Method 3: Outlook on Mobile
On iOS and Android, adding Google Calendar to Outlook is more straightforward:
- Open the Outlook mobile app.
- Go to Settings (your profile icon) → Add Account.
- Choose Add a Google Account.
- Sign in and grant permissions.
Once added, Google Calendar events appear in the Outlook app's calendar alongside your other calendars. Mobile Outlook tends to handle this integration more cleanly than desktop versions, and you can toggle individual Google calendars on or off within the app.
Key Variables That Affect How Well This Works 🔧
Not every setup produces the same result. A few factors that shape your experience:
| Variable | Why It Matters |
|---|---|
| Outlook version | Classic Outlook, new Outlook, and mobile each behave differently |
| Microsoft 365 subscription | Some features are only available to paid/work accounts |
| Google account type | Personal Gmail vs. Google Workspace (formerly G Suite) accounts have different sharing settings |
| Sync direction needed | Read-only vs. two-way sync requires different approaches |
| IT/admin restrictions | Work accounts may block third-party calendar connections |
What "Sync" Actually Means Here
It's worth being precise about the word sync, because it gets used loosely.
- Read-only sync (iCal URL method): Outlook can see your Google events, but changes must be made in Google Calendar.

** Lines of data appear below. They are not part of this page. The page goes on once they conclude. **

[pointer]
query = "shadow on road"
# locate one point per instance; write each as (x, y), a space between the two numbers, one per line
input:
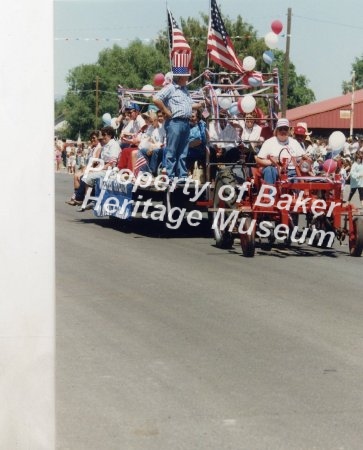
(151, 228)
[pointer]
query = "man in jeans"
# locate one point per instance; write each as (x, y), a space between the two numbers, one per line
(176, 104)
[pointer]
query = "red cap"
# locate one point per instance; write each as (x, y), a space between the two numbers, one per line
(300, 130)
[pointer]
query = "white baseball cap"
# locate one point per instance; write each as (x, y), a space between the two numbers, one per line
(282, 123)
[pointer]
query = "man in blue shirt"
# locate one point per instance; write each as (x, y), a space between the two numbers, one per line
(175, 102)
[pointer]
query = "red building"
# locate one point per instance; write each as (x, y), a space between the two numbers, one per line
(330, 115)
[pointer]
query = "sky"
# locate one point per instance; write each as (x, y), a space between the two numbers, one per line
(326, 36)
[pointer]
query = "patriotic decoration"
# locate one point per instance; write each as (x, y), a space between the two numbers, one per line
(180, 52)
(219, 45)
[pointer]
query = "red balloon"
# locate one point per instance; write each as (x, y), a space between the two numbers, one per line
(159, 79)
(329, 165)
(276, 26)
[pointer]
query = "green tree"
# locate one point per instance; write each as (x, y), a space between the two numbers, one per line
(132, 67)
(357, 67)
(136, 65)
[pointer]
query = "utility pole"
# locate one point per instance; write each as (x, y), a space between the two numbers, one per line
(96, 113)
(286, 65)
(352, 105)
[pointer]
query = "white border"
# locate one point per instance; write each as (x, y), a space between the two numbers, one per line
(27, 226)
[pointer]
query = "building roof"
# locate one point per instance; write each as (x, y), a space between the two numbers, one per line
(330, 113)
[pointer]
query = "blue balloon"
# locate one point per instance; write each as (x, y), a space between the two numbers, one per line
(152, 108)
(268, 57)
(254, 82)
(233, 109)
(106, 118)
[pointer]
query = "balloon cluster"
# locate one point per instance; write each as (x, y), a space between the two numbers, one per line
(109, 121)
(271, 41)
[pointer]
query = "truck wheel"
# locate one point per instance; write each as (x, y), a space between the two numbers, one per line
(356, 244)
(247, 239)
(223, 238)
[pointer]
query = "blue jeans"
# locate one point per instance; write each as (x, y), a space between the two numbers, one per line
(153, 160)
(176, 151)
(270, 174)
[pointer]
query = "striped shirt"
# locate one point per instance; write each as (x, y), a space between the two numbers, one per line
(177, 99)
(110, 151)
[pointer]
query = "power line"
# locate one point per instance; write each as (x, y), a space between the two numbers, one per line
(329, 22)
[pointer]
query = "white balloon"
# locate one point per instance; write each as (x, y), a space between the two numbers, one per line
(249, 63)
(225, 102)
(248, 103)
(114, 124)
(336, 140)
(147, 87)
(271, 40)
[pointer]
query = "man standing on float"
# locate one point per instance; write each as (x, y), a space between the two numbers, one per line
(174, 100)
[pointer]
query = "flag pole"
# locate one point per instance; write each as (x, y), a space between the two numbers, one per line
(352, 105)
(209, 25)
(286, 65)
(168, 20)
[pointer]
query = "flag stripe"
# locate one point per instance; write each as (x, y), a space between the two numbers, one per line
(177, 40)
(219, 45)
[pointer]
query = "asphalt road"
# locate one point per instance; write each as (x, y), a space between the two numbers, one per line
(170, 343)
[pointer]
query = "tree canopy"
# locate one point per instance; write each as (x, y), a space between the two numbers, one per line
(357, 67)
(135, 66)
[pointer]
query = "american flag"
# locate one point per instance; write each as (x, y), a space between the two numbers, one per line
(178, 43)
(219, 45)
(141, 163)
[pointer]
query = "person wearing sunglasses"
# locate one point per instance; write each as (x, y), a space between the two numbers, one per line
(269, 156)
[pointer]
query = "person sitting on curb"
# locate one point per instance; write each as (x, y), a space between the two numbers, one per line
(78, 194)
(109, 154)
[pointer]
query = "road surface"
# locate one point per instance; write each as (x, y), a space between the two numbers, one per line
(170, 343)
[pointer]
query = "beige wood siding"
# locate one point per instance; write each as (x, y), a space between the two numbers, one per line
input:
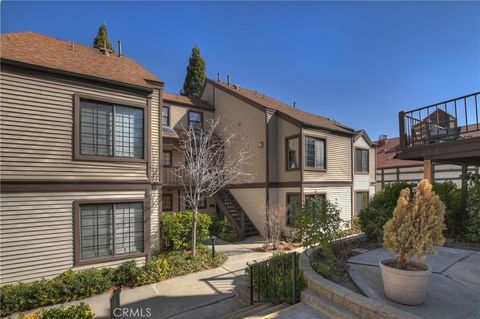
(253, 202)
(248, 123)
(339, 158)
(36, 130)
(36, 232)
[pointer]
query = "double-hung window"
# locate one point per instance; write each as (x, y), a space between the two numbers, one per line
(107, 131)
(293, 153)
(315, 153)
(109, 230)
(361, 160)
(166, 116)
(195, 119)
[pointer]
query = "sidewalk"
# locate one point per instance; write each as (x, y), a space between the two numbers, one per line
(206, 294)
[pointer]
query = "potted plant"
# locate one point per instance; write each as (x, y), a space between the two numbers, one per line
(416, 225)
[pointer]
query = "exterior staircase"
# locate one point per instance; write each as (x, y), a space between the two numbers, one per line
(235, 214)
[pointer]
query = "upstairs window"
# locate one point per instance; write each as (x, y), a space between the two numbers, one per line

- Connected account sync: Closer to bidirectional, but event editing behavior, invite handling, and notification routing can still differ between platforms.

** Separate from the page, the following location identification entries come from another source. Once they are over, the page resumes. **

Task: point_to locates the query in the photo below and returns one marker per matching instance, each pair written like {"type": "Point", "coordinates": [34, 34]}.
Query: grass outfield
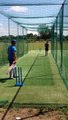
{"type": "Point", "coordinates": [43, 84]}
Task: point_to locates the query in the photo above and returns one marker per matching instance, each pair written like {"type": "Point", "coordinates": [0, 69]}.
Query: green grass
{"type": "Point", "coordinates": [43, 85]}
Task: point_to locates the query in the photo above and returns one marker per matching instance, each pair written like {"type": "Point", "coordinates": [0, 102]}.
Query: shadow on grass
{"type": "Point", "coordinates": [2, 80]}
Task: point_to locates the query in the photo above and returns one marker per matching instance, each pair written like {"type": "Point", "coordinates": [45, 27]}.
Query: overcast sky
{"type": "Point", "coordinates": [27, 11]}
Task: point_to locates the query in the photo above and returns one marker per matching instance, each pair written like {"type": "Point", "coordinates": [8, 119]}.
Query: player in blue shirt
{"type": "Point", "coordinates": [12, 56]}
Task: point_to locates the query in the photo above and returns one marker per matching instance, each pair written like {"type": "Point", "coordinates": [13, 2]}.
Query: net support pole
{"type": "Point", "coordinates": [18, 40]}
{"type": "Point", "coordinates": [61, 35]}
{"type": "Point", "coordinates": [23, 38]}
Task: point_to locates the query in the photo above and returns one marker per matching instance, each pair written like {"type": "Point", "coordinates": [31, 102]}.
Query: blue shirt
{"type": "Point", "coordinates": [11, 50]}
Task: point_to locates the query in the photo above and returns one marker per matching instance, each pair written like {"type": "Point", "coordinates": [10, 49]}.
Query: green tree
{"type": "Point", "coordinates": [44, 31]}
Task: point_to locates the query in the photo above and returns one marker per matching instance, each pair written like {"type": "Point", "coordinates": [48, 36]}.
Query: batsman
{"type": "Point", "coordinates": [12, 58]}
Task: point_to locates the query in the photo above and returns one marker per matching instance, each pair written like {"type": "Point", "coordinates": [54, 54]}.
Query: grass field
{"type": "Point", "coordinates": [42, 82]}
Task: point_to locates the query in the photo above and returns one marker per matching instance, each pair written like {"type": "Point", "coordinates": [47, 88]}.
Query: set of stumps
{"type": "Point", "coordinates": [18, 76]}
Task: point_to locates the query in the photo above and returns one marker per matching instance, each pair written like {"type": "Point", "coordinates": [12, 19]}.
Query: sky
{"type": "Point", "coordinates": [17, 10]}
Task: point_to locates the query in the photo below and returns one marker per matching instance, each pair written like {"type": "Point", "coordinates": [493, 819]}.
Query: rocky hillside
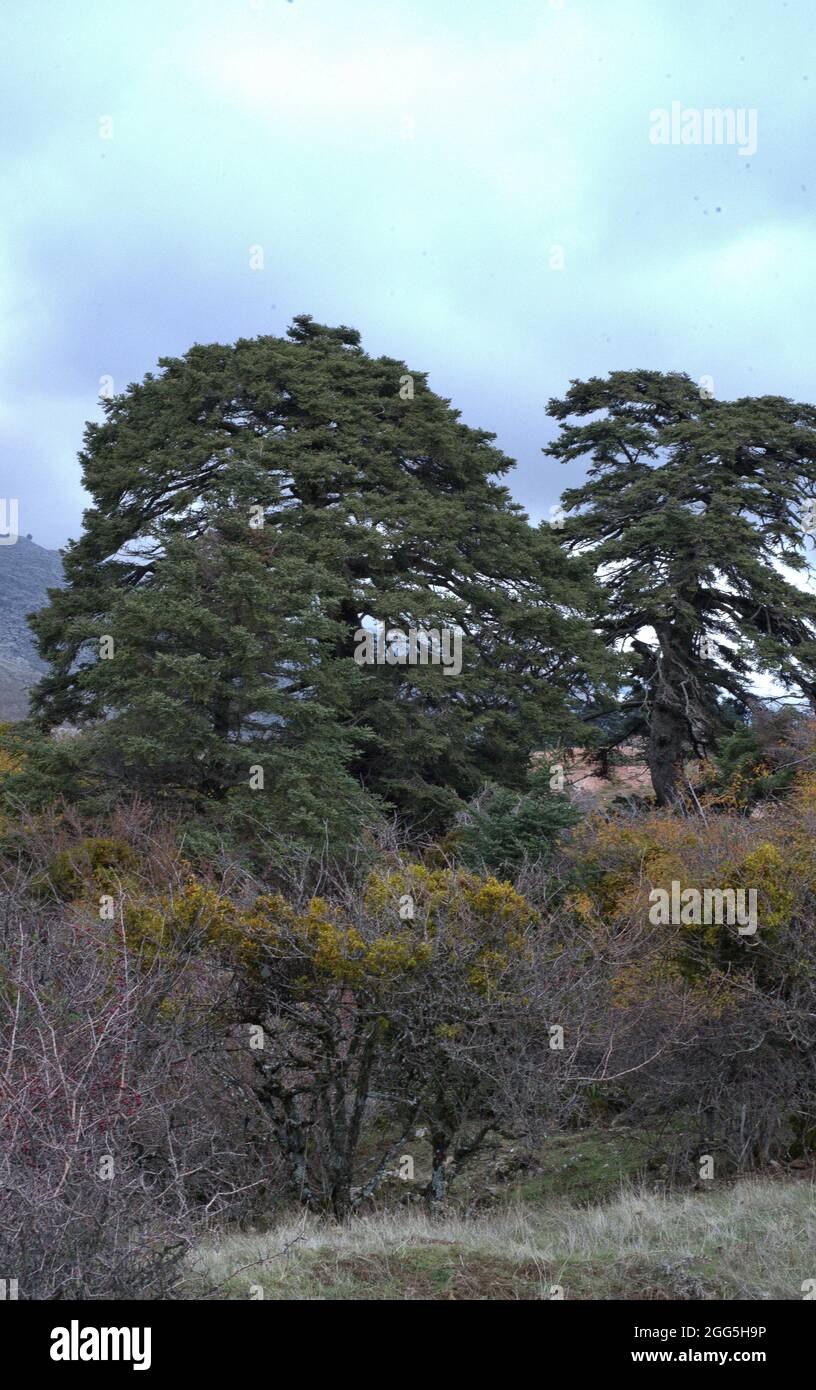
{"type": "Point", "coordinates": [27, 573]}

- True two-way sync: Rare without a third-party tool (like Zapier, CalDav Sync, or similar services), which introduce their own complexity and, in some cases, cost.
If your primary goal is simply visibility — seeing all your events in one place without double-booking — the iCal subscription method handles that well for most people. If you need to actively manage Google Calendar events from within Outlook, the connected account approach gets closer, though the experience depends heavily on which version of Outlook you're running.
The Setup-Specific Part 📅
The method that works best for you comes down to specifics that only you can see: whether you're on Outlook desktop or mobile, which version or subscription tier you have, whether your Google account is personal or organizational, and whether you need to create and edit events in both directions or just view them together.
Those details make a meaningful difference in which approach actually fits — and whether you'll hit limitations you didn't expect.